Veterans of the series know it is a difficult task to discuss specifics. For one thing not a whole heck of a lot happens. For another, to discuss what does happen is to give away elements of the movie best experienced firsthand.

I liked Alex as the protagonist, although the boyfriend successfully steals a few scenes. I enjoyed the new night vision gimmick using the output of a Xbox Kinect. I am intrigued by what may have even going on in the house across the street. While this was not very story intensive, I always felt involved and am curious where the inevitable fifth film will take us.
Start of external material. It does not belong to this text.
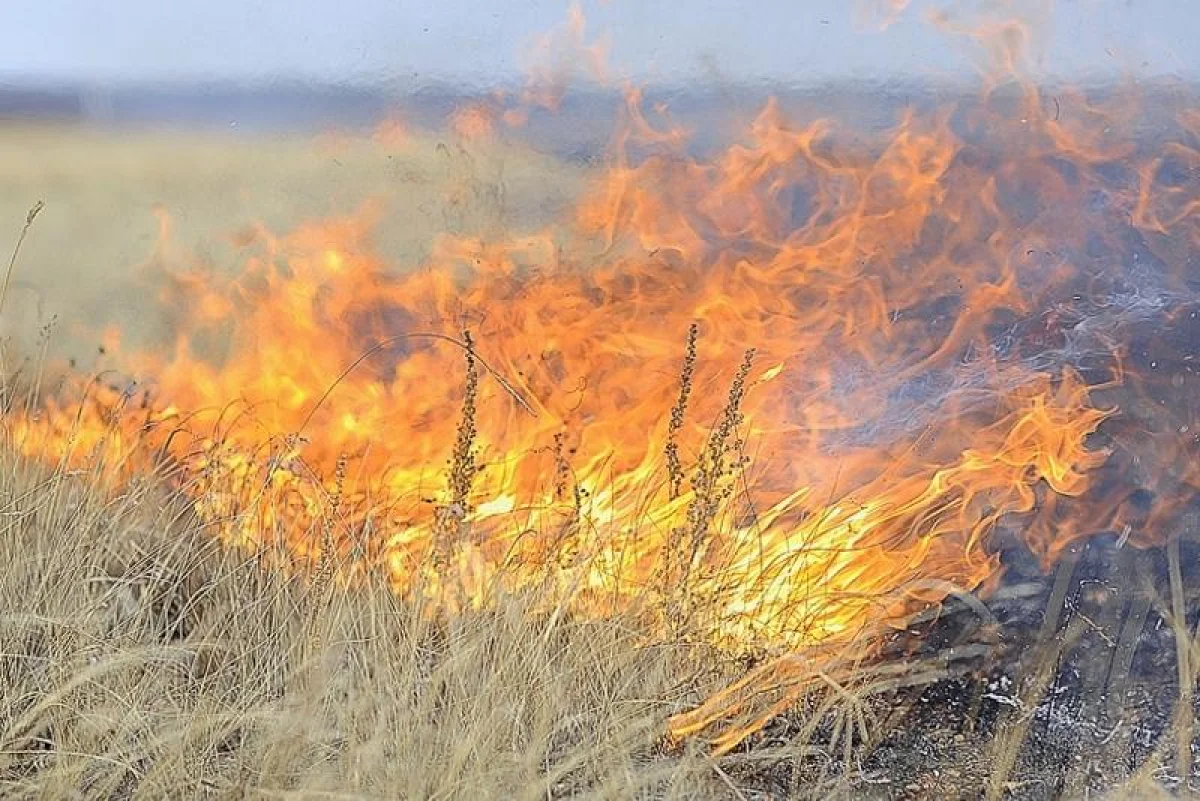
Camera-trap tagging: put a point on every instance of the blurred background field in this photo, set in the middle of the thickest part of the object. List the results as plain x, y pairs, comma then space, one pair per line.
105, 190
On the other side, this is not all about how good and enjoyable this outing is. It is far from perfect and can be seen as a regression from the advances from the third entry. There are jump scares, which I always did myself susceptible to, but when the movie ends I was hard pressed to remember any real solid scares, nothing like the kitchen in part two. I also wish there was a little more story, if you think a little about this one, there are a couple of big issues.

I liked the movie, it is generally well constructed. It does manage to change some things up in terms of the protagonist. I gave us someone else to fear that was a bit more than the random moving door. The result is a movie that gives some good and it gives some bad, fortunately it is a mostly satisfying experience that I walked out the better for having seen it.

For a side note, as the climax approached, one of the younger members of the audience became so scared that he got up and ran out of the theater at a full sprint. Afterwards, I was in the hallway and his older brother came out crying because he was laughing so hard. This was a first for me.